Earlier this week I was talking with a friend of mine who is beautiful, funny, smart—and apparently unaware of how the biggest sporting event of March works. We’re doing a bracket with the Pac Ave Pack (my mötley crew of friends), and Riley asked me to explain how March Madness works.
And just like that…BOOM.
Content idea.
So if you’ve ever nodded along pretending you understand the tournament, this one’s for you.
College basketball’s playoffs—commonly referred to as March Madness—run from mid-March to early April.
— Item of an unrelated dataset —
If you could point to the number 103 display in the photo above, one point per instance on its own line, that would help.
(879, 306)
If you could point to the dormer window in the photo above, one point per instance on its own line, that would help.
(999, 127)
On March 15th, the selection committee chooses the top 68 teams in the country and places them into four regions:
East
West
South
Midwest
Each region is seeded 1 through 16, with the No. 1 seeds being the best teams in the tournament.
Before the main bracket begins, the bottom eight teams play in a mini play-in tournament called The First Four, which trims the field down to the traditional 64-team bracket.
From there, it’s simple:
the highest seed plays the lowest seed.
So:
1 plays 16
2 plays 15
3 plays 14
…and so on.
Filling out a bracket is easy. You pick who you think will win each game in the first round, then advance those teams through the next rounds all the way to the national championship.
You can print a bracket and fill it out the old-fashioned way, or you can do it online with apps like ESPN Tournament Challenge. (Not sponsored…although ESPN, NBC, Fox, CBS—if you’re reading this, my DMs are open.)
The Pac Ave Pack is putting in $5 each for our bracket challenge. With the number of degenerates in that group, the pot adds up pretty quickly.
Winner takes all.
Which means by Friday afternoon my bracket will probably be completely destroyed by a 12-seed from a school I’ve never heard of.